En la puerta de una de las piscinas públicas al aire libre, el alemán Bahmann, intenta entrar, pero no puede porque no tiene su pasaporte. El documento es ahora obligatorio para ingresar a estos centros de entretenimiento en la capital alemana tras registrarse varios casos de violencia.
El control de identidad es solo una de las medidas que han sido adoptadas para reducir los problemas. El número de empleados de seguridad ha aumentado, las piscinas ahora limitan el acceso de personas cuando alcanzan su capacidad máxima, y grupos de policías patrullan las instalaciones de las piscinas.
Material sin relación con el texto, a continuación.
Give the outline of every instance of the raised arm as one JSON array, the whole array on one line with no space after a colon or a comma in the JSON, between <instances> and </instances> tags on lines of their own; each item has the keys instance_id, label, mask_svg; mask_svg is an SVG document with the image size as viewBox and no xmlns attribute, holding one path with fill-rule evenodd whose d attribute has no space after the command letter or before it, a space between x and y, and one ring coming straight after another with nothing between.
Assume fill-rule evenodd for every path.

Estas nuevas disposiciones son tranquilizadoras para Jasmin. "No me importa que hayan sido tomadas. Así podemos estar seguros de que no habrá problemas. Te sientes más seguro si tienes que mostrar tu documento de identidad a la entrada", explica.
Numerosas peleas
En las últimas semanas, han ocurrido varias peleas y disturbios en una de las principales piscinas al aire libre de Berlín, ubicada en el barrio obrero de Neukölln. En una carta dirigida a la gerencia del establecimiento, los empleados se quejaron de las difíciles condiciones de trabajo, ya que tenían que lidiar con amenazas frecuentes, insultos e incluso escupitajos. Según los trabajadores, mantener el orden era una tarea imposible.
La piscina tuvo que cerrar temporalmente cuando varios empleados se tomaron licencia médica después de un gran tumulto.
Para algunos nadadores, el control de identidad no basta. "Puede ayudar de vez en cuando, pero a largo plazo no soluciona el problema", dice uno de los usuarios. "Si hay peleas generalizadas, se debe hacer un poco más que eso. Mostrar tu pasaporte solo aumentará las filas", considera un asiduo visitante de la piscina.